The Greek idea of three Furies, known, euphemistically, as Eumenides ‘kindly ones’ (an interesting paradox in itself) underpins this vital study of a dark corner of the human psyche. Greek myth emerged from an extraordinarily acute sensibility which, in its turn gave birth to the tragedies of Aeschylus, Euripides and Sophocles, the work that forms the very foundation of our own drama. Full review coming in 2026.
The title story begins: the women came with flowers, each one a different shade of red. Later, the priest stares at the line of her scalp where the shining red hair is parted.
At the wedding feast there is humour, and threat. After the best man urinates, he turns before his cock is put away. It is a huge cock and he has difficulty getting it back into the rented trousers.
Walk the Blue Fields is the bittersweet story of a man whose love got away. The spare writing is full of sadness, yet after the visit to the mysterious Chinaman, the priest thinks after all that, The spring has come, dry and promising.
In Claire Keegan’s writing, there is so much more than meets the eye. Ireland struggles with its dark past. (Here I want to mention So Late in the Day, a shattering novella about Cathal’s inherited misogyny, which destroys his own happiness.
Hilary Mantel said that Keegan writes with a certain stony-eyed realism about human experience. Yes. And she doesn’t write enough stories for me.
And finally: Julia Jarman's choice is The Glory Cloak by Patricia O’Brien. The glory cloak of the title fixes this novel in my memory, sparking others of people, places and actions, some of which I’d rather forget.
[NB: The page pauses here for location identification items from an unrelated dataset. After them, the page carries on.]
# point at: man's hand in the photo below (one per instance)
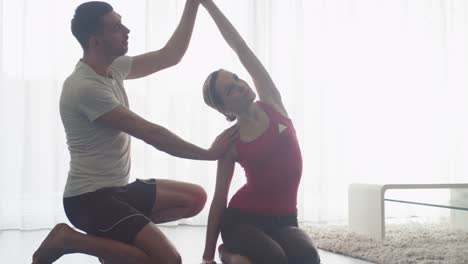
(208, 262)
(222, 142)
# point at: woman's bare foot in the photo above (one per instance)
(53, 246)
(231, 258)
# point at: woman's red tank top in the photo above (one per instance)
(273, 168)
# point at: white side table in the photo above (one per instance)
(366, 205)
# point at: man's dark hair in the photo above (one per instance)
(87, 20)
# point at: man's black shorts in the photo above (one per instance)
(118, 213)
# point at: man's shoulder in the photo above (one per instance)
(78, 80)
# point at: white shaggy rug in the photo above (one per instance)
(427, 243)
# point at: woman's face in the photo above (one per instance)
(235, 93)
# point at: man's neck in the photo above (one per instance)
(99, 63)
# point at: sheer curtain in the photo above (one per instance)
(377, 91)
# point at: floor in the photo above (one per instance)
(16, 247)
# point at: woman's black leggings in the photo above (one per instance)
(267, 239)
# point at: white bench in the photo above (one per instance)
(366, 205)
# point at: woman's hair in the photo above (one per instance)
(210, 96)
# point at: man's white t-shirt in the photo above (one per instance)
(99, 155)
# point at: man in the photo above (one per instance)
(118, 217)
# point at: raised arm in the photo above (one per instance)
(151, 62)
(264, 85)
(223, 181)
(123, 119)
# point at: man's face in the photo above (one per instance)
(113, 38)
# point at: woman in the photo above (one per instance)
(260, 224)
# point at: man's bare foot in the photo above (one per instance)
(52, 248)
(231, 258)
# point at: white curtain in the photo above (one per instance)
(377, 90)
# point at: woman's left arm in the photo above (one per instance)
(264, 84)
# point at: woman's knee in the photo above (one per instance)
(198, 200)
(310, 256)
(167, 257)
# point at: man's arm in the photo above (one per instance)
(123, 119)
(171, 54)
(223, 181)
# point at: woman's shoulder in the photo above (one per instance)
(273, 109)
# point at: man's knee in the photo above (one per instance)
(172, 258)
(275, 257)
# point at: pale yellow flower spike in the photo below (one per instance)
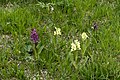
(84, 36)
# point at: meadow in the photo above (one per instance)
(60, 40)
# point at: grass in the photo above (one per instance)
(98, 59)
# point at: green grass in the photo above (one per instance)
(98, 59)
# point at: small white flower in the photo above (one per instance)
(84, 36)
(58, 31)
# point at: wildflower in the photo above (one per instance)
(95, 26)
(58, 31)
(34, 36)
(75, 45)
(84, 36)
(52, 9)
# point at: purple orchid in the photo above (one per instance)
(34, 36)
(95, 26)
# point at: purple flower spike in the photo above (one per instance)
(95, 26)
(34, 36)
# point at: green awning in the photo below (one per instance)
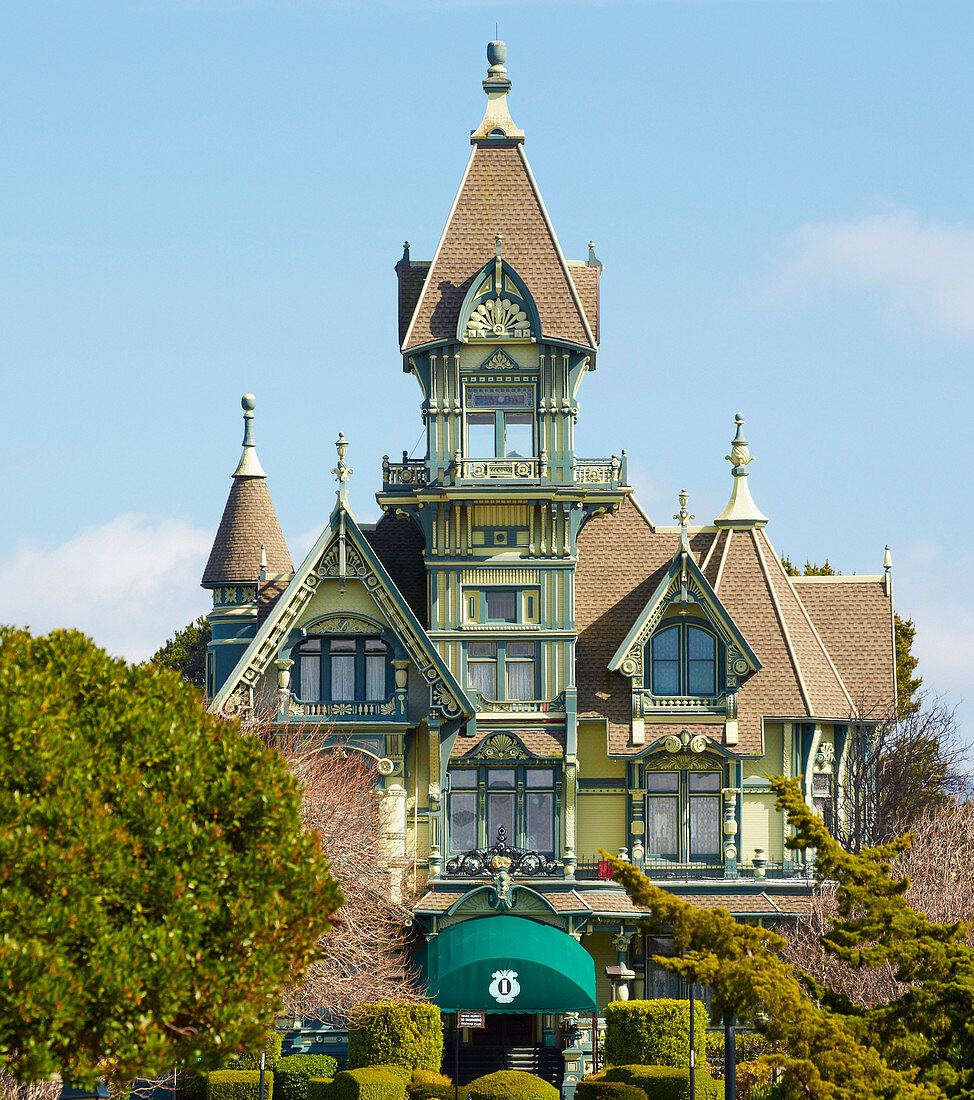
(509, 964)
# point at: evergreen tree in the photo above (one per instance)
(157, 890)
(919, 1045)
(185, 652)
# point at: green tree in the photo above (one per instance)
(185, 652)
(157, 890)
(907, 684)
(919, 1045)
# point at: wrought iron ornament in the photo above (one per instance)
(502, 857)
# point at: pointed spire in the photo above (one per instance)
(249, 464)
(741, 510)
(496, 124)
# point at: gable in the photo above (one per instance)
(343, 557)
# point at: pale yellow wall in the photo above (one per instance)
(601, 823)
(761, 827)
(592, 759)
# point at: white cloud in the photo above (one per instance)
(129, 583)
(919, 271)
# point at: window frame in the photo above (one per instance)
(326, 667)
(685, 796)
(684, 659)
(518, 834)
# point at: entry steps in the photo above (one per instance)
(545, 1062)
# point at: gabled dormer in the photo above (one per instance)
(685, 655)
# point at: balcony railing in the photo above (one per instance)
(391, 710)
(411, 472)
(518, 705)
(668, 870)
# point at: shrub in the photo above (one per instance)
(594, 1089)
(402, 1033)
(292, 1074)
(238, 1085)
(748, 1045)
(251, 1059)
(667, 1082)
(654, 1033)
(511, 1085)
(751, 1076)
(368, 1082)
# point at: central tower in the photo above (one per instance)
(500, 330)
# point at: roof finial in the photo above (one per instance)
(249, 464)
(741, 510)
(682, 516)
(342, 472)
(496, 124)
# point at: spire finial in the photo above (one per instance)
(342, 471)
(741, 510)
(249, 464)
(496, 124)
(682, 517)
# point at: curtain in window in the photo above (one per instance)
(310, 677)
(704, 826)
(521, 679)
(539, 822)
(462, 822)
(375, 677)
(663, 838)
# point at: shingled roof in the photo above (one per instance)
(498, 195)
(249, 521)
(825, 648)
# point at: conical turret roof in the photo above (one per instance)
(249, 523)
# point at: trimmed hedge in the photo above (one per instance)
(512, 1085)
(252, 1058)
(396, 1032)
(319, 1088)
(595, 1089)
(292, 1074)
(369, 1082)
(238, 1085)
(667, 1082)
(654, 1033)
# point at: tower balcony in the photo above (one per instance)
(594, 473)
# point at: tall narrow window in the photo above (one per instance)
(663, 811)
(375, 664)
(520, 660)
(482, 668)
(703, 789)
(309, 666)
(342, 668)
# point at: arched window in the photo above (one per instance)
(336, 669)
(682, 660)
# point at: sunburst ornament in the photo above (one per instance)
(499, 317)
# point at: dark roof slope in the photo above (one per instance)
(854, 618)
(249, 521)
(398, 545)
(498, 196)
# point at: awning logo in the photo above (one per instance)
(505, 987)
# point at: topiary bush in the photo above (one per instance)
(368, 1082)
(595, 1089)
(292, 1074)
(512, 1085)
(667, 1082)
(238, 1085)
(396, 1032)
(654, 1033)
(319, 1088)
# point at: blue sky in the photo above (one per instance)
(207, 197)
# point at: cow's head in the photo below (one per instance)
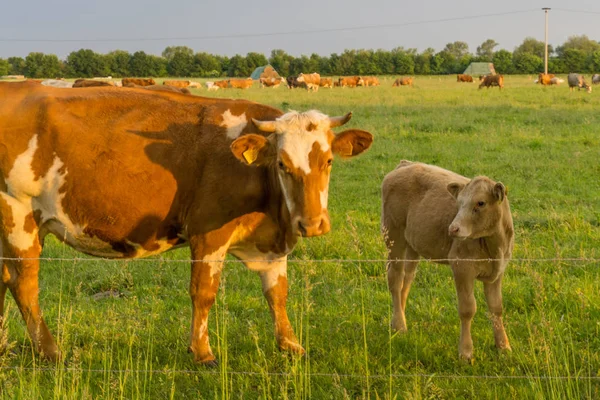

The novel is an alternative biography of Louisa M Alcott, written from the point of view of a fictitious character, Susan Gray, who gets closer to her than even her sisters did, joining her in the Union Hospital in Washington DC where, during the American Civil War, Louisa nursed soldiers and fell in love. It’s a story of passionate love and passionate self-denial – and it rings true, because of the writer’s skill and meticulous historical research.
The glory cloak itself was real. Luxurious, made of red and green silk, it was confined to the dressing-up box in the Quakerish Alcott household. But Louisa’s mother once placed it round her shoulders to inspire her ‘to do great things’.